Regulatory timing nonetheless remains on track. The company submitted a New Drug Application to the United States Food and Drug Administration in December 2025, based on the REDEFINE 1 and REDEFINE 2 results, with a decision anticipated late in 2026. If cleared, CagriSema would become the first injectable to combine a GLP-1 receptor agonist with an amylin analogue, a genuine mechanistic milestone regardless of the comparison with tirzepatide.
Strength in diabetes, and a deeper pipeline
The obesity narrative is only part of the picture. In the parallel REIMAGINE programme for type 2 diabetes, CagriSema has performed strongly. REIMAGINE 2, reported in February 2026, showed superior HbA1c reductions of up to 1.91 percentage points from a baseline of 8.2 per cent, beating both individual components on glucose control and weight. Further REIMAGINE results presented at the ADA meeting in June 2026 reinforced that signal across diverse patient groups. Novo Nordisk frames the therapy as a potential first-in-class diabetes option and intends to discuss a regulatory pathway with authorities. Two later studies, REIMAGINE 4 and REIMAGINE 5, will again test it directly against tirzepatide, this time in diabetes.

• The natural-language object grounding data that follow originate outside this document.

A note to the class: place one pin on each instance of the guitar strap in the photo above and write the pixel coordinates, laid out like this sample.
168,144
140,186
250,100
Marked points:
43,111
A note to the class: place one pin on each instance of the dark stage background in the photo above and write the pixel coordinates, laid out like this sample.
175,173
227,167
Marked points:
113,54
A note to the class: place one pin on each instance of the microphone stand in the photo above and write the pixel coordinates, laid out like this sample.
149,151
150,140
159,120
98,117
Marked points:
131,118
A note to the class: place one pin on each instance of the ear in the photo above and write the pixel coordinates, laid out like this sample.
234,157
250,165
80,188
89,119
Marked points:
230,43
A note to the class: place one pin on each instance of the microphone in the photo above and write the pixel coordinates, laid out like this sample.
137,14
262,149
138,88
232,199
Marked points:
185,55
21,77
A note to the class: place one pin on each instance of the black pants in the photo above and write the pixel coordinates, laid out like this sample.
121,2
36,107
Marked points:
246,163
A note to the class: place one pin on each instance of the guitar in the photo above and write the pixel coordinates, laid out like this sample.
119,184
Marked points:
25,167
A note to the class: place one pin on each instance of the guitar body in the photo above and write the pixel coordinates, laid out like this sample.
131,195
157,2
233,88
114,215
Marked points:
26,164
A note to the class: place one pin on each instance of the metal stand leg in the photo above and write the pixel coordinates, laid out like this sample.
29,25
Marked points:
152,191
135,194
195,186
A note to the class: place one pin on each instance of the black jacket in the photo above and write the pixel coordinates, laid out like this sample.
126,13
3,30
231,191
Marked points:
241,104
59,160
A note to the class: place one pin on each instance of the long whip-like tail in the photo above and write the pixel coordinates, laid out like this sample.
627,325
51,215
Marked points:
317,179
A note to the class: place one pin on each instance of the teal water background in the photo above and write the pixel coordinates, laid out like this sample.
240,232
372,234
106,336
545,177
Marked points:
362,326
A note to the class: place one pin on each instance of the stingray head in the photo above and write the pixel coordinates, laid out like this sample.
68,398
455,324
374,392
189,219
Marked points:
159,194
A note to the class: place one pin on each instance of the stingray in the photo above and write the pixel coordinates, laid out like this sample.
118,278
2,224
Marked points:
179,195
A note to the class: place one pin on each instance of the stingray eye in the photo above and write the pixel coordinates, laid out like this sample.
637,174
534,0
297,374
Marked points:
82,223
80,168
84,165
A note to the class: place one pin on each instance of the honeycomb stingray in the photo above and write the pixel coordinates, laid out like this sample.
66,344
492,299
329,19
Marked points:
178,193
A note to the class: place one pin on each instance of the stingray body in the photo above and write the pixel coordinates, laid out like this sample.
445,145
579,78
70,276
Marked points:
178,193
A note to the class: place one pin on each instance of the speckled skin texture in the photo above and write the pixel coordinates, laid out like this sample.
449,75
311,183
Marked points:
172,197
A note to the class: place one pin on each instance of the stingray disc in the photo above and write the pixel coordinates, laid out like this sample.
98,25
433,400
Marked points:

What comes next for CagriSema
Novo Nordisk argues that the standard 2.4 mg dose may understate what the combination can achieve. Two studies are designed to probe that claim. REDEFINE 11 will report full weight-loss potential data in the first half of 2027, while a higher-dose version pairing cagrilintide 2.4 mg with semaglutide 7.2 mg is due to enter phase 3 in the second half of 2026.
The competitive field, meanwhile, is crowding fast across the broader GLP-1 drug pipeline. Lilly’s triple agonist retatrutide has reported weight loss of up to 30% in phase 3, with the pivotal TRIUMPH-1 trial reporting 28.3% at 80 weeks in a population of more than 2,300 adults with obesity. CagriSema therefore enters the obesity market, if approved, as a strong therapy rather than the category leader its developers once envisaged. Whether higher doses change that calculus is the question the next two years will answer.